Consistent with the theme of the event, ‘Driving Sustainable Housing Finance Models in the Midst of Global Uncertainty’, expert opinions, ideas, insights and possible solutions were offered on how public and private capital could walk into the sector to deliver decent and affordable housing.
Besides private equity and debt from lenders, co-operatives, public and private partnerships which have not fared well in Nigeria due to policy inconsistence and trust issues, other finance and funding models were highlighted and these are some of the opportunities the sector may have lost to COVID-19.
Institutional funding and Diaspora remittances are also other major finance sources and models for delivering housing with reduced risk and cost. According to the experts, there is a direct correlation between the availability or otherwise of financing for housing and risk.
Diaspora remittances into Nigeria are quite huge and have increased significantly in the last couple of years. Robert Honsby, Co-founder and CEO, American Homebuilders of West Africa (AHWA), estimates Diaspora remittances into Nigeria at $24 billion. It is also estimated that only 10 percent of this figure is deployed into real estate.
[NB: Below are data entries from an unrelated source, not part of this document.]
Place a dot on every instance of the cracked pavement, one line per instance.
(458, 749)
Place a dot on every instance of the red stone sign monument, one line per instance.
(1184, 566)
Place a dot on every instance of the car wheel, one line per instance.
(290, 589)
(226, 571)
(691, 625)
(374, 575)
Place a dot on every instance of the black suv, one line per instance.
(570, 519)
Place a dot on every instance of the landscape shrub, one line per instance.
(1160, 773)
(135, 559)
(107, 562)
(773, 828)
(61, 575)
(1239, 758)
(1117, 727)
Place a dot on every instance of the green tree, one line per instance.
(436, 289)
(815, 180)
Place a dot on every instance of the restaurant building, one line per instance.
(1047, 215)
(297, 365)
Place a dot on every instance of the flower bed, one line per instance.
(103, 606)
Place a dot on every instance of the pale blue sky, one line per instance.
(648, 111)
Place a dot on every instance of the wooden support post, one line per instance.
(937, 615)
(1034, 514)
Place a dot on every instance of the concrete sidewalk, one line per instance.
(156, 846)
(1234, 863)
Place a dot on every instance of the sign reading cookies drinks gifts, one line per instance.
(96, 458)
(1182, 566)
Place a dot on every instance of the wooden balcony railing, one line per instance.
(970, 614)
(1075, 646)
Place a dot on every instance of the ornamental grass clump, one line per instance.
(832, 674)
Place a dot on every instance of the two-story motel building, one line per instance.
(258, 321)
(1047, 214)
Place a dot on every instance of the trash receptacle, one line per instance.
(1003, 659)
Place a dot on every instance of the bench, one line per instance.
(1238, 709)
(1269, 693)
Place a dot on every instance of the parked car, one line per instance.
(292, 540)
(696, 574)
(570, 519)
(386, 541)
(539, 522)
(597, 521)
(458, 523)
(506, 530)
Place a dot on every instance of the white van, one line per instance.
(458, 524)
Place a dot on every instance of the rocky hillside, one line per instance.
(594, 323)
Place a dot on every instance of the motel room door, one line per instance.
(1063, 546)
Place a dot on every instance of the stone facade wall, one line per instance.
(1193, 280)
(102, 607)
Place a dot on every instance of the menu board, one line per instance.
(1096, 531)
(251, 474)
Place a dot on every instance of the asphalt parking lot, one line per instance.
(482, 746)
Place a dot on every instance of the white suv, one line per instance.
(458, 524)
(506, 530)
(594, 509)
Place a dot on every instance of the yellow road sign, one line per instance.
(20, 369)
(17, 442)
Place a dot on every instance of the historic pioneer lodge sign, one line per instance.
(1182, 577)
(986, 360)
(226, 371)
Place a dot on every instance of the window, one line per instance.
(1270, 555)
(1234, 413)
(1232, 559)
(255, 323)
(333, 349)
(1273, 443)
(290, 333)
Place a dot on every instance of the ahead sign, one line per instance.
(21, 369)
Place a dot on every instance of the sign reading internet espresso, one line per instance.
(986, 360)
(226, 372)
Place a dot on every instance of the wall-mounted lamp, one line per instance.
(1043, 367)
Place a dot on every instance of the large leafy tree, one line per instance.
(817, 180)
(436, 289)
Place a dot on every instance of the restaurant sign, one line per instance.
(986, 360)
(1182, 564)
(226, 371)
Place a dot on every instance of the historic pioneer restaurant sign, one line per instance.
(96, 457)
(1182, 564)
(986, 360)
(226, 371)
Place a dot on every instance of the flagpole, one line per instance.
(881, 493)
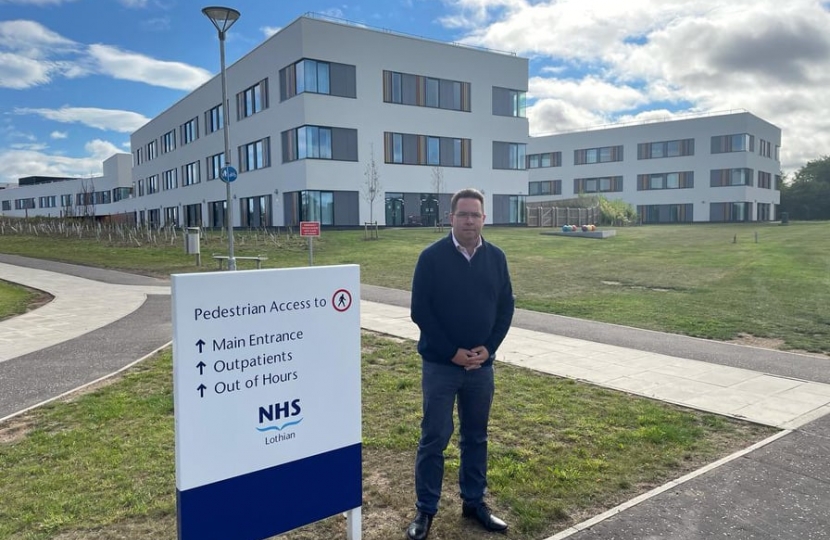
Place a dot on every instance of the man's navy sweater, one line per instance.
(459, 303)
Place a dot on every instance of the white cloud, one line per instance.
(36, 161)
(104, 119)
(618, 59)
(138, 67)
(32, 55)
(588, 93)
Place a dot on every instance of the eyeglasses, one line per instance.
(465, 215)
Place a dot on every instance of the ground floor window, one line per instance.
(171, 216)
(666, 213)
(154, 218)
(317, 206)
(193, 215)
(395, 210)
(735, 212)
(216, 214)
(255, 211)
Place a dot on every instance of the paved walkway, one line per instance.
(129, 317)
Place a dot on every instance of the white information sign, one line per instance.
(266, 368)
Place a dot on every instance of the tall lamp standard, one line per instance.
(223, 18)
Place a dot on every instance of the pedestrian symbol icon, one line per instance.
(341, 300)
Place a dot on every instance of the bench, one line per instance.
(223, 259)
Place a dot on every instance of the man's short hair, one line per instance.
(467, 193)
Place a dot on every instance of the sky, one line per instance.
(77, 77)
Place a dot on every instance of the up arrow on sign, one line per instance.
(227, 174)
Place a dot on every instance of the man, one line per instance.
(462, 300)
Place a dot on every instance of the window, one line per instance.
(545, 187)
(255, 155)
(765, 148)
(508, 155)
(507, 102)
(666, 213)
(189, 131)
(410, 149)
(168, 142)
(152, 184)
(433, 151)
(313, 142)
(548, 159)
(432, 92)
(671, 180)
(169, 179)
(171, 215)
(318, 77)
(216, 214)
(423, 91)
(730, 211)
(598, 185)
(731, 177)
(190, 174)
(121, 193)
(214, 165)
(664, 149)
(252, 100)
(742, 142)
(101, 197)
(192, 215)
(312, 76)
(317, 206)
(47, 202)
(214, 119)
(255, 211)
(604, 154)
(318, 142)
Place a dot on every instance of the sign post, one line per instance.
(266, 376)
(310, 229)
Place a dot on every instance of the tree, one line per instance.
(438, 187)
(808, 195)
(372, 186)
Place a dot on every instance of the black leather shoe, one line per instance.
(484, 515)
(419, 528)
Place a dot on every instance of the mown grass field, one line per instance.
(711, 281)
(100, 464)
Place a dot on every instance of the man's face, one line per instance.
(467, 220)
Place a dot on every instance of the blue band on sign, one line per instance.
(265, 503)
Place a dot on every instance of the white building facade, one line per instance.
(718, 168)
(313, 106)
(106, 194)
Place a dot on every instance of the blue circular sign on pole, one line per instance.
(228, 174)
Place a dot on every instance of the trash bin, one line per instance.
(191, 241)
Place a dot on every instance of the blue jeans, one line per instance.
(441, 385)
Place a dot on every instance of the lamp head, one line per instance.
(221, 17)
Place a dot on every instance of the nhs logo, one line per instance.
(279, 415)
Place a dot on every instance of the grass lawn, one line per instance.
(100, 464)
(710, 281)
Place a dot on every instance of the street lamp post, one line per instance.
(223, 18)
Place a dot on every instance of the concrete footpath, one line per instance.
(102, 321)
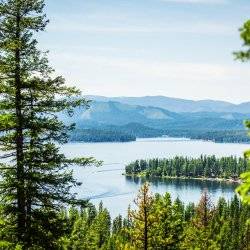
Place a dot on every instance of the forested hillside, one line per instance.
(159, 223)
(203, 167)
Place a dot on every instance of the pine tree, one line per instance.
(244, 56)
(35, 182)
(141, 231)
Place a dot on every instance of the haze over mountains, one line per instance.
(162, 113)
(178, 105)
(157, 115)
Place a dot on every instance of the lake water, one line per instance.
(107, 183)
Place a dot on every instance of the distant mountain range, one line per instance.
(103, 114)
(178, 105)
(124, 118)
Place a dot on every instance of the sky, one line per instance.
(175, 48)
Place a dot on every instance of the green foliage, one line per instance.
(245, 36)
(35, 176)
(203, 167)
(160, 223)
(95, 135)
(244, 189)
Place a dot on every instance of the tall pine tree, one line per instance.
(35, 180)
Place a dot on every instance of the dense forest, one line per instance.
(220, 136)
(157, 222)
(203, 167)
(39, 210)
(95, 135)
(132, 131)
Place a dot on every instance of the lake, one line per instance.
(107, 183)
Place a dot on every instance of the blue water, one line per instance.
(107, 183)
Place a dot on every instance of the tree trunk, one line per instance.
(21, 213)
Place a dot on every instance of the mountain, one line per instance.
(178, 105)
(103, 114)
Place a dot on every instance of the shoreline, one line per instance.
(237, 181)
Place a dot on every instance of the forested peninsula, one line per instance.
(95, 135)
(204, 167)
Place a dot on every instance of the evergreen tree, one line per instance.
(35, 182)
(244, 56)
(141, 231)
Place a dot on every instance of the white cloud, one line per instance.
(114, 76)
(191, 28)
(197, 1)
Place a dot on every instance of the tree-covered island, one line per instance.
(204, 167)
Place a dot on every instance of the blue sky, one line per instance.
(178, 48)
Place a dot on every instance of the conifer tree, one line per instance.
(35, 182)
(141, 231)
(244, 56)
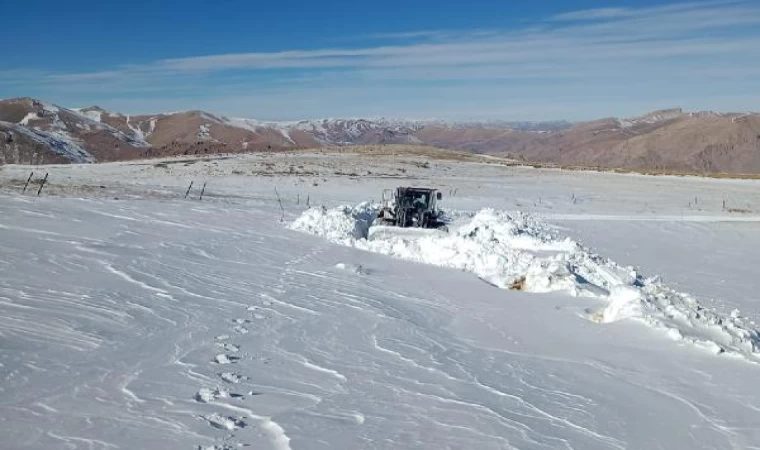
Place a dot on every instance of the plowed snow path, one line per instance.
(112, 312)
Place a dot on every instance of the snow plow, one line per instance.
(412, 208)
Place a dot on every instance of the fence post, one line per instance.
(27, 182)
(42, 185)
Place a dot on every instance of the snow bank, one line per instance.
(343, 224)
(515, 250)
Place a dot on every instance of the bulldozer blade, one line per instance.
(385, 232)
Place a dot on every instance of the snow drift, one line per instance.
(515, 250)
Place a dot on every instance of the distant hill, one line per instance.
(34, 132)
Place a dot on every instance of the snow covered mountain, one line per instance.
(666, 140)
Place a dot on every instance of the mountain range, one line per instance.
(35, 132)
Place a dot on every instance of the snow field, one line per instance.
(517, 251)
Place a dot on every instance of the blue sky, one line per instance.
(536, 60)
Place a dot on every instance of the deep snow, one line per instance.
(156, 322)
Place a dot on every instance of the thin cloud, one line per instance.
(704, 43)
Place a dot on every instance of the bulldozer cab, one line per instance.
(417, 198)
(411, 207)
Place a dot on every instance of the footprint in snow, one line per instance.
(226, 359)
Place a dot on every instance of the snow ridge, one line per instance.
(515, 250)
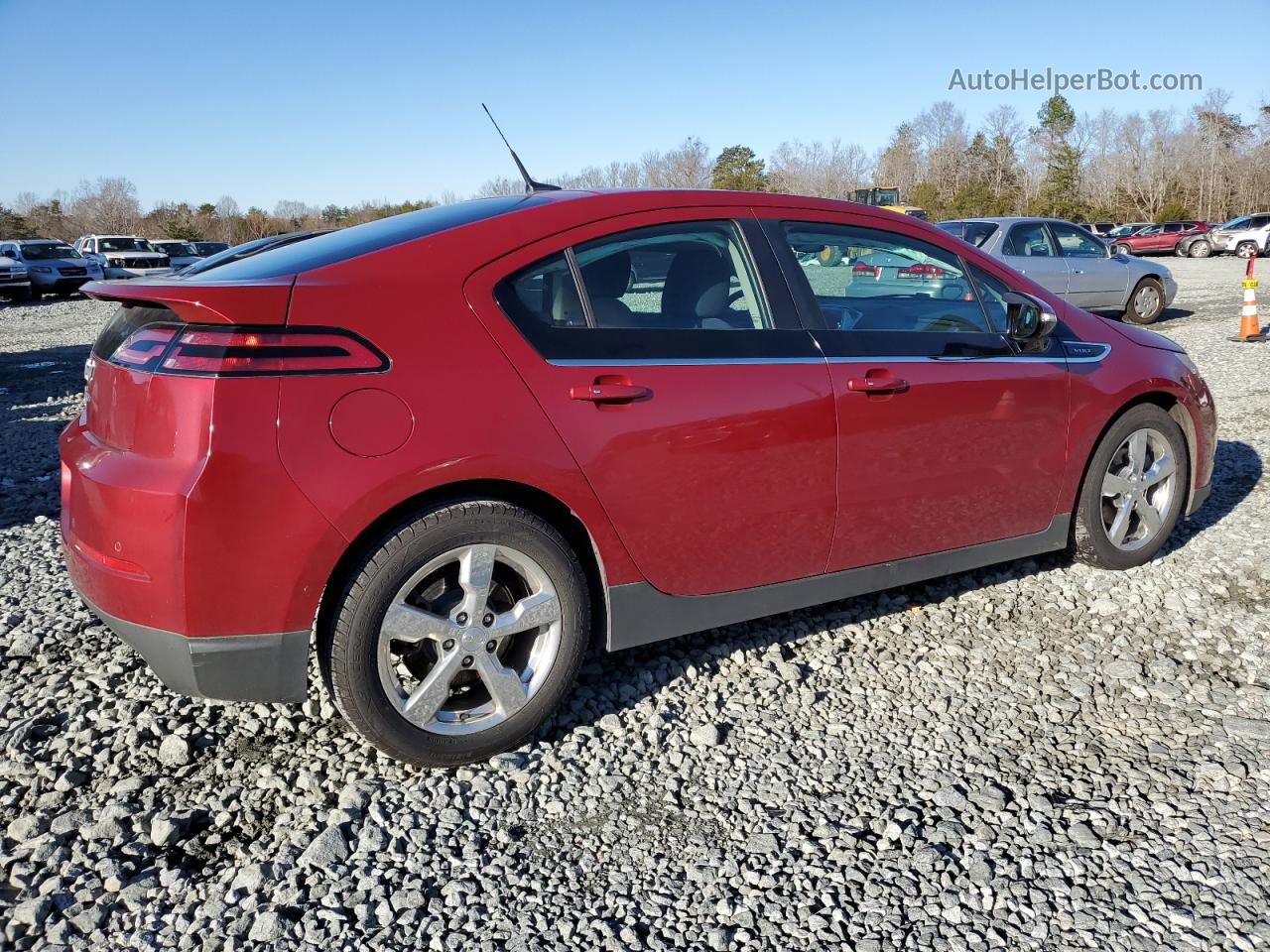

Hornsby noted that risk in Sub-Saharan Africa was generally over-priced relative to market fundamentals, pointing out that those who understood that could earn outsized returns. According to him, public sector, bilateral and multilateral donors, NGOs, resident citizens and the Diaspora all wanted solutions to the housing sector.
“Private sector actors who can deliver quality and value, and build a trusted brand will find significant opportunities for decades to come. Diaspora investors hunger for a partner to trust with their money and they dream of a home in the land of their birth,” noted Hornsby who spoke on ‘Diaspora Housing and Financing: Opportunities and Challenges’.
Micro-finance is another model that the experts considered to be of potential help. Debra Erb, MD, Real Estate Project Finance at Overseas Private Investment Corporation (OPIC) raised hope in this connection when she disclosed that they were already seeing more attempts to adopt that model to the lowest income housing needs and incremental demand, particularly in live and work developments.
Significant hope was also raised on institutional funding. It is expected that over the next five years, about $180 million will be invested in the sector by Shelter Afrique. The continental housing finance institution will be disbursing this money through credits to financial institutions, mortgages, construction finance for public private partnership projects.
Andrew Chimphondah, the CEO, who disclosed this also revealed their intension to assist Nigeria to raise bonds as soon as the country’s macro-economic environment stabilised, adding that the institution was planning to partner with the Federal Housing Authority (FHA) on affordable housing for low income earners under the Affordable Nationwide Housing Project (ANHP) scheme.
To create an enabling environment for all these to happen, the Senate has assured of a legislative intervention in the housing sector, disclosing that the Land Use Act and the national housing fund (NHF) were captured in the legislative agenda of the 9th Senate.
“The importance of housing cannot be over-emphasised,” noted Ahmed Lawan, the Senate President, adding, “Our needs are enormous while resources are lean. But the good thing about the future is that it comes one day at a time. Today presents us with the opportunity to consolidate on what we have built and to start new projects where necessary.”
Continuing, Lawan said: “I am aware that there are critical areas that require legislative intervention like the Land Use Act, the National Housing Fund (NHF), housing regulations, and many more enabling policies. It is in the legislative agenda of the 9th Senate to see it that all policies required to get us closer to our dreams are achieved.”